Despite my best efforts, I cannot ignore the mistakes I made at the interrogation facility in Fallujah. I failed to disobey a meritless order, I failed to protect a prisoner in my custody, and I failed to uphold the standards of human decency. Instead, I intimidated, degraded and humiliated a man who could not defend himself. I compromised my values. I will never forgive myself.
I suspect Tom Matrullo belongs in the “sleeping well” category… I’ll mention two of his recent posts. The first provides sweet and thoughtful contrast to some recent rantings and maunderings from Dave Winer. Tom says,
Dave Winer thinks National Public Radio needs to do more listener-driven programming - his example is “This I believe”-type podcasting.
I thank the stars every time it occurs to me that Winer does not program anything on NPR.
Doc says he’s thinking about how NPR can get more funding.

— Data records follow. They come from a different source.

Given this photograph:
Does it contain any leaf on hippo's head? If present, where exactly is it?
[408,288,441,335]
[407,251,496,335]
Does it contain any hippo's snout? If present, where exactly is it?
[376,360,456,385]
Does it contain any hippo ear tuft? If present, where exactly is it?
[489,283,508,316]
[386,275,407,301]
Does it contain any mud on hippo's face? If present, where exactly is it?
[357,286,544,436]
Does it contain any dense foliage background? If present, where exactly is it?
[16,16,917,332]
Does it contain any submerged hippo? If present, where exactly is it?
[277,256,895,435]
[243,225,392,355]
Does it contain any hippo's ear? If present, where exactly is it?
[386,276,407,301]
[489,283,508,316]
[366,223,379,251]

I don’t believe Dave’s “solutions” go to the heart of the matter. And it’s unclear where Doc wants to go with his question. I’ve been thinking about NPR’s trajectory for a while, having listened fairly continuously since the early 70s, when its major news formats began taking form.
Over time, NPR has developed chattery, abrasive noise. This, plus it’s fallen victim to the self-enclosed feedback loop of playing to the audience that fills its coffers.

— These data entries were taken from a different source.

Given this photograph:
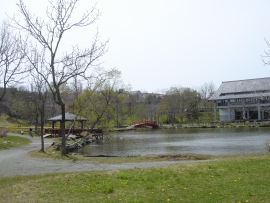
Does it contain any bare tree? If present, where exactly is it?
[199,82,216,121]
[0,21,27,102]
[13,0,107,155]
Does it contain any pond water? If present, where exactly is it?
[75,128,270,156]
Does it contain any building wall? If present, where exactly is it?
[219,109,235,121]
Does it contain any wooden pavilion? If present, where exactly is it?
[45,113,87,137]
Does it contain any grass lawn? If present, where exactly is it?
[0,153,270,203]
[0,135,31,150]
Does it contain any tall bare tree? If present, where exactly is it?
[13,0,107,155]
[0,21,27,102]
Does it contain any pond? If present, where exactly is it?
[78,128,270,156]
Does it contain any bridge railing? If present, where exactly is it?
[131,121,157,125]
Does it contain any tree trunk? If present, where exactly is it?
[60,104,66,156]
[40,109,45,152]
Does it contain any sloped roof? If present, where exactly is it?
[48,113,87,121]
[209,77,270,101]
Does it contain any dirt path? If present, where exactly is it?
[0,133,200,177]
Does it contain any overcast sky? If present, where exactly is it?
[0,0,270,92]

Not unlike Dave, I think. A week or so ago when Dave gratuitously inserted himself in a speaking role at the 2007 Public Media Conference I asked him why he didn’t choose to attend and learn, to listen and contribute as a member of the group instead of bullying his way into the front row, pontificating, and wasting bandwidth with a rant that will be self serving and ill-informed. He didn’t get my drift. He’s preparing though, thinking about his own contribution to public media and mulling that over in his blog. Today he says,
Monday, February 12, 2024 by Dave Winer.
9 times out of 10, I don’t give money to public radio stations, because once you do, you never hear the end of it.

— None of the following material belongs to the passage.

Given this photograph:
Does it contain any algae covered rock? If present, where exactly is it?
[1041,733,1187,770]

A few weeks ago, in response to a request for support from On The Media podcast, I gave $100 to WNYC. I don’t even live in NY. Now I’m getting a steady stream of spam from them with all kinds of special offers. This really sucks.
Of course I have asked to be removed from the spam list, and how tacky is it to ask for a pledge less than a month after getting a gift of $100.
A hundred bucks. What can I say besides I think that about covers Dave’s contribution to public radio up to now. Hey, but how do I know he hasn’t dropped a six figure contribution into KPFA, his local public radio station, or subsidized KQED to the tune of a million bucks? I don’t know that. I only know that after he laid chump change on WNYC, he thought that gave him the right to have input to their fund raising process. I’m hoping he’s not there to waste the air while I’m in Boston next weekend.
In a separate but perhaps not unrelated post, Tom notes that “…calling for the commodity-driven markets to have the relationship modalities of gift economies remains a call that goes unanswered.” I’ve tied this thought to something Bageant said, “Everything is a goddamned identity in America, writing included. Identity is a racket in a nation of media controlled clones. And besides, who wants to be a one trick pony in the consumer zombie parade?”
These are rough words, but perhaps at least tangentially relevant to the VRM conceptual initiative that Doc has underway. Giving the “consumer” the illusion of control by providing an automated approach to resolving problems like single sign-on and fraud protection sounds like more of a sales job than a community building exercise to me. But this observation is just a shout out. Doc and a lot of serious people have been working hard on the VRM and Digital Identity stuff. It’s going to take me more than a few nights casual reading to catch up enough to offer an informed opinion.